The following ingredients have 17 Servings
  • 16 cups fresh Roma Tomatoes (or defrosted frozen whole tomatoes)
  • 1 large jalapeño peppers (or 2 medium-size jalapeño peppers)
  • 1/2 tsp ground black pepper
  • 1 tsp chili powder
  • 8 thin red hot dried peppers (ground)
  • 1 tbsp lemon juice
  • 1 tsp cumin
  • 1 tsp salt
  • 1 tbsp oregano leaves
  • 1 tbsp minced garlic
  • 3 De Arbol dried pepper (ground)
  • 1 whole red or white onion
  • 1 large green pepper
  • 1 large red pepper
  • 2 large bunch fresh cilantro
  • 2 bunches green onion

Instruction

  • Prepare tomatoes as follows:
  • Place 16 cups of fresh or freshly defrosted frozen tomatoes in a Vitamix type blender or use a Braun Hand Blender, and blend to a smooth consistency.

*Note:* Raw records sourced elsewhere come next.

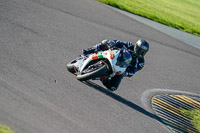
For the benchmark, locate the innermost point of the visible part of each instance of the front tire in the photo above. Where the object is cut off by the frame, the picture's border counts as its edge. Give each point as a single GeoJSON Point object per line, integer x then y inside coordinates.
{"type": "Point", "coordinates": [93, 74]}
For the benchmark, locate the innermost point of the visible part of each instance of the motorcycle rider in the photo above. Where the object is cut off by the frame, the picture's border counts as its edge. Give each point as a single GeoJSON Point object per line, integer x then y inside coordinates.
{"type": "Point", "coordinates": [137, 50]}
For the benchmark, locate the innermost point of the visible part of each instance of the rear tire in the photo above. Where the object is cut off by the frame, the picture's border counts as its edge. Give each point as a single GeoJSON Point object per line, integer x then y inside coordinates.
{"type": "Point", "coordinates": [96, 73]}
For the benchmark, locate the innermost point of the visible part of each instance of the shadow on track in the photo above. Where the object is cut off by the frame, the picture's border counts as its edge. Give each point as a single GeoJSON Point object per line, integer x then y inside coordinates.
{"type": "Point", "coordinates": [122, 100]}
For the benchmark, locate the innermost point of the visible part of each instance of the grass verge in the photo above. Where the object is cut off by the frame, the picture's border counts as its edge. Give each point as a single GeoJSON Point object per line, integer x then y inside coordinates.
{"type": "Point", "coordinates": [5, 129]}
{"type": "Point", "coordinates": [194, 115]}
{"type": "Point", "coordinates": [181, 14]}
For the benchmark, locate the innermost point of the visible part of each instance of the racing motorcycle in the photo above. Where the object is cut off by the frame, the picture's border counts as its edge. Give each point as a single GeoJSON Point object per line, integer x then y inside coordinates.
{"type": "Point", "coordinates": [100, 65]}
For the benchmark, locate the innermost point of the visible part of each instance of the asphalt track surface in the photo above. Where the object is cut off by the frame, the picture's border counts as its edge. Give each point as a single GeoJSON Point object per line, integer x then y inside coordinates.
{"type": "Point", "coordinates": [37, 93]}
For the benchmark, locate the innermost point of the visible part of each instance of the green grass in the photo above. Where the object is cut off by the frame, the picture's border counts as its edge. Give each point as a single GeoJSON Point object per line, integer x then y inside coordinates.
{"type": "Point", "coordinates": [194, 115]}
{"type": "Point", "coordinates": [5, 129]}
{"type": "Point", "coordinates": [181, 14]}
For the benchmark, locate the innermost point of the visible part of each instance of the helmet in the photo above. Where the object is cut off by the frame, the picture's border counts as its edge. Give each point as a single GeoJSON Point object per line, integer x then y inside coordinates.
{"type": "Point", "coordinates": [141, 47]}
{"type": "Point", "coordinates": [124, 58]}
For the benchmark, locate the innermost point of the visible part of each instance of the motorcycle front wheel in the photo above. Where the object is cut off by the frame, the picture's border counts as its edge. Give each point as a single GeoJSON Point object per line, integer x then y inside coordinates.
{"type": "Point", "coordinates": [92, 72]}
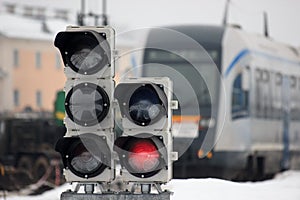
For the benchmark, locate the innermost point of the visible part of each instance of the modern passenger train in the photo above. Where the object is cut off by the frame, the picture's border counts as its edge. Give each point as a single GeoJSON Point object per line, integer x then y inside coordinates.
{"type": "Point", "coordinates": [249, 108]}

  •  Grind De Arbor and thin red hot dried peppers in coffee grinder to a fine powder.  Or you can add these dried peppers whole after de-seeding them and blend them in the pan with the Braun.

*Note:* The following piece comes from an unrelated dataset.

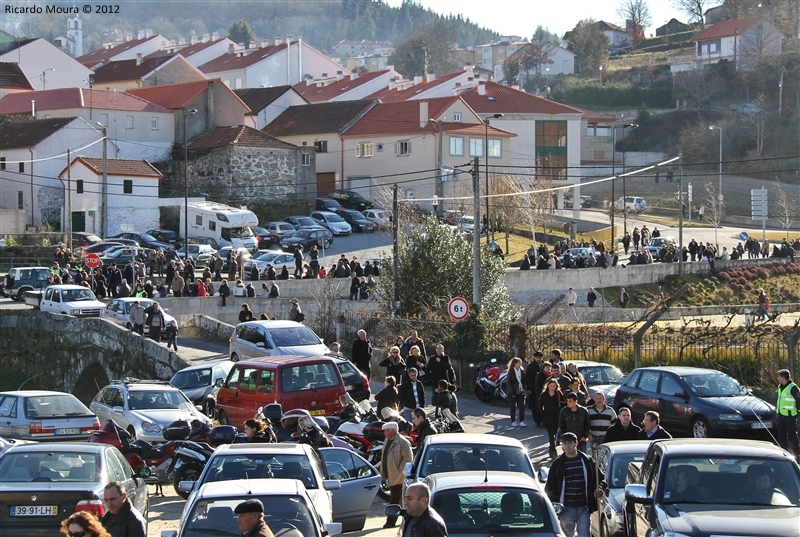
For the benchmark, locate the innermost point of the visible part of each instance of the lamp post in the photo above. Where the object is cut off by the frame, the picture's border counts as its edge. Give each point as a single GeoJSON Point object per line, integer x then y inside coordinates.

  •  If desired, carefully remove seeds from jalapeños, sliced in chunks and add to the mix. I have found using 1/2 the seeds adds some "heat"... if a hotter salsa is desired.   I also recommend wearing gloves when handling jalapeños.

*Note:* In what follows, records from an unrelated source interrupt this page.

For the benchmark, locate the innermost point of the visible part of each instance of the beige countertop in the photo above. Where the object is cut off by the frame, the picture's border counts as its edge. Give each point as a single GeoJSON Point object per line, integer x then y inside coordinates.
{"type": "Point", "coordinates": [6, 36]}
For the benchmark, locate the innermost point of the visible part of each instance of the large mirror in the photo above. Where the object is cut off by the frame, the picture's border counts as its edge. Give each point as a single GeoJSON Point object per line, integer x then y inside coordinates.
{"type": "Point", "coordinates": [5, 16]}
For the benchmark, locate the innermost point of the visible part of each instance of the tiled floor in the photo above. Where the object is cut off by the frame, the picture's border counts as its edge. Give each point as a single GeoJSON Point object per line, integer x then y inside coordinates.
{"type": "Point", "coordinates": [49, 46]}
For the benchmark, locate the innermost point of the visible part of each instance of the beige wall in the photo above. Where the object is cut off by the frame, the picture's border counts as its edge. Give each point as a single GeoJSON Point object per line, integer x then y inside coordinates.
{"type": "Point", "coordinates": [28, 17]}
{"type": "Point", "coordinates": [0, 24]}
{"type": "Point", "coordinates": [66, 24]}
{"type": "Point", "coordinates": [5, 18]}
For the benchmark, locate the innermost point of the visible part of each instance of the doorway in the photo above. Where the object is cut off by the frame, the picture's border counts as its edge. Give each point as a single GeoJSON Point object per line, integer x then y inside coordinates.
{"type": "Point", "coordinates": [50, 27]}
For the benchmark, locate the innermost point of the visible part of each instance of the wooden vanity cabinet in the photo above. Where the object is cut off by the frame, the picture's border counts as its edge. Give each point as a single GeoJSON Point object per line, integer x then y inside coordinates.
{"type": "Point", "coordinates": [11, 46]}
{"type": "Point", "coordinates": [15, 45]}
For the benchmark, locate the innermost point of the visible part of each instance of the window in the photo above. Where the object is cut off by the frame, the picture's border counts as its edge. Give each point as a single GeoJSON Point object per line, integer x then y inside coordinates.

  • Add all remaining spices and ingredients except the onion, green and red peppers, green onions and cilantro.  Cook tomato base for about 10-15 minutes.
  •  Remove from heat.  Blend well with the hand blender.
  • While tomato base is cooking Leo and I are busy dicing the onion and green and red peppers.  Now is also a good time to thinly slice the green onions and chop cilantro. Set half of the cilantro to the side.
  • Stir in these ingredients, except the extra cilantro that you set aside to be added once the salsa is in containers.
  • Let salsa cool and place it in containers.  We save old purchased salsa containers and reuse them for this recipe.  Add extra cilantro to each container and stir in gently.
  • That's it!  Since this is a fresh salsa, plan to eat it within a week.